第百七十四話:リプカの計画・1-1

「…………」

「…………」

「…………」

「……あの、皆様、無理して食べることはありませんから……。エレアニカ連合の文化を知ろうとしていただけただけで、十分、嬉しいのでして……」

「いやもう運ばれてきちゃってますし。やっぱりエレアニカ連合の食は難しいですねぇ」


 小皿が多く並べられたテーブルを前に、皆、とても微妙な表情を浮かべていた。


「リプカ、お腹減った……」


 時間を戻して少し前、サキュラがリプカの服裾を引いて空腹を主張すると、そういえば自分の腹もそんな頃合いだと、リプカら三人も顔を見合わせて、そんなわけで昼食の席を皆で見繕っていたのだが――。


「エレアニカ連合の、郷土料理……。食べたことない……」


 サキュラが注目したのは、【エレアニカの教え】の大聖堂が立つ、この地ならではの看板であった。


 興味を魅かれるのも自然なことだった。ただ――。


「――サキュラ様、エレアニカ連合の郷土料理は……その……。少し馴染みにくいところが……あるかもしれません」


 言葉を濁して注釈するオーレリアのみならず、アンも、そしてリプカも、ちょっと思うところあるという顔つきになっていた。


 しかしサキュラにとっては初めての異国料理である、当然、自然と「でもここがいいな」という話になって、そうなると制止の言葉や断りなども出づらく、オーレリアは憂慮を、リプカとアンは妙な無表情を浮かべながら店に入ったのだが、まあ、結末は、案の定という話で――。


 立地に関わらず、辺りを見回してもエレアニカ連合の料理店がここだけであったことに予感を覚えた、リプカの察知は当たっていた。

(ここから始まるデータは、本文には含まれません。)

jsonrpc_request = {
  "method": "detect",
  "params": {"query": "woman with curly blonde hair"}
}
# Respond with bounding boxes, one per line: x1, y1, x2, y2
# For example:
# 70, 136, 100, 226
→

 トマトを卵に和えた、胡椒の利いた炒め物が一番美味しかった。

 他は……素朴で優しい素材の味は、優劣つけがたく、つまり、端的に言えば、あまり食は進まなかった。


「ごめんなさい……」

「いや謝るのは失礼だからな」


 ゼロテンションのサキュラはついに、顔を俯けて謝りの言葉を口漏らして、その粗相にツッコんだアンもアンで、もう無理矢理にモノを口に押し込めて処理している最中であった。


 オーレリアは頬に汗を浮かせて俯いてしまった。


「あの、一応、言わせてくださいませ……。本場のほうは素材の味を活かすことを得意としておりますので、その、もう少し、……味がありまして」

「ごめんなさい……」

「だ、大丈夫でして、気にすることではありませんからっ」

(お芋の味がする。お芋の味しかしない……。なにか、こう、料理法というよりも、技法が足りていない感じが……。せめてもう少し塩気を……)

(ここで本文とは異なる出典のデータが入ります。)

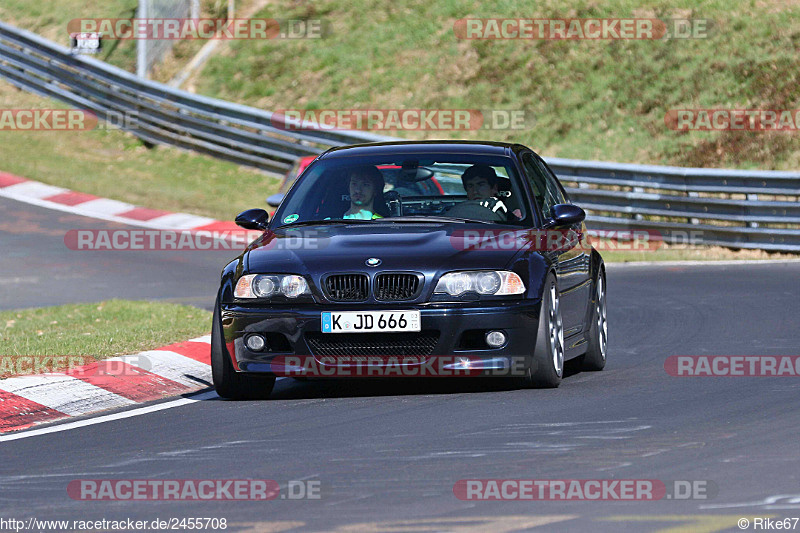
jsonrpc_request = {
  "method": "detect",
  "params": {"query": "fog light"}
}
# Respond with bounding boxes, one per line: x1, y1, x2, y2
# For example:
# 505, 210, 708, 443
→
244, 335, 267, 352
486, 331, 507, 348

 正直、エルゴール邸でいただいたクインプレゼンツのエレアニカ料理のほうが、まだ食べれた。


 しかし、なんとか形にしなければという調理人の精一杯が伝わってくる皿でもあったので、なんだか残しづらい。オーレリアを除く三人は、真顔で黙々と料理を口へ運んでいた。

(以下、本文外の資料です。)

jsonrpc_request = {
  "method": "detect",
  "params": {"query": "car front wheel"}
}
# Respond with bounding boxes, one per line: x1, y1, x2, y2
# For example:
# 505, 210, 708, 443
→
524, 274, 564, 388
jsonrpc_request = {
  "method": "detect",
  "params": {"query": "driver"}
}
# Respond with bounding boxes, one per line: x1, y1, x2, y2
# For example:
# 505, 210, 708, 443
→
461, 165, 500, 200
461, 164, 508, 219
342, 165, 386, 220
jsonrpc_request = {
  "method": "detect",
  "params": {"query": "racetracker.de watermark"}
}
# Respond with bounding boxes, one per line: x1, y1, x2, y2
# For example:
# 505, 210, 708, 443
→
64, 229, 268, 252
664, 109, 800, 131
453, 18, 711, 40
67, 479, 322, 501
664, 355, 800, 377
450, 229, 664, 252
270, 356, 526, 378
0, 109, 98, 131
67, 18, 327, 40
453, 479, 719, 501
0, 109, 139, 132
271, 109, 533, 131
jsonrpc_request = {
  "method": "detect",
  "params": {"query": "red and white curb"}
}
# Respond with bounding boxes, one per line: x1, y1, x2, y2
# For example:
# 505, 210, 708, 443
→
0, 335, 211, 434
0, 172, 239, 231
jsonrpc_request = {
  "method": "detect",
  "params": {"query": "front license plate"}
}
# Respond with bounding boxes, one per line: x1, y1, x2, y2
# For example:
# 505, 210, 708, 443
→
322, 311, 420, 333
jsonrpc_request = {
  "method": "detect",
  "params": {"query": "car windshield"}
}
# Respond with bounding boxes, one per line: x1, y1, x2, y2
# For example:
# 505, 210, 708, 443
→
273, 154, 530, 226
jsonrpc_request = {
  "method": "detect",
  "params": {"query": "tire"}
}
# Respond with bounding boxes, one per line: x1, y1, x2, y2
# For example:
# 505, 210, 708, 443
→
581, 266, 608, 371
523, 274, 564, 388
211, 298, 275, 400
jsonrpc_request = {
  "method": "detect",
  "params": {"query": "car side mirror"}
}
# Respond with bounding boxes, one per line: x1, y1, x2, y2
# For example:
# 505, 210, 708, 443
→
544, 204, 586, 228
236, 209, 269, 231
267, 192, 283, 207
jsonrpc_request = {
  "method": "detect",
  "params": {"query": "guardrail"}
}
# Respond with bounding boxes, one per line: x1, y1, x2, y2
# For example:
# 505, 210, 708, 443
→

「こんだけエレアニカ連合を上に置いてるアリアメル連合が、そのお国の料理はまったく学ぶ気起こさなかったってんだから、やはり、エレアニカ連合の料理の難しさは際立ったものがあります。技法もそうですけれど、馴染みがないと、ちょっと分かり辛い」

「あの……味の機微に長けていることが前提の料理というイメージがあります。でもこうなると、本場の料理に興味をそそられますね」

「うそ……。え……これ……嘘……」

「おい、お為ごかしてんだから、マジリアクションは今だきゃやめろ」

「機会がありましたら、ぜひ、エレアニカ連合本場の料理を……」


 立つ瀬ないふうのオーレリアはなんとかそれだけ言って、黙々、そんな昼食の時間が過ぎていったのだった。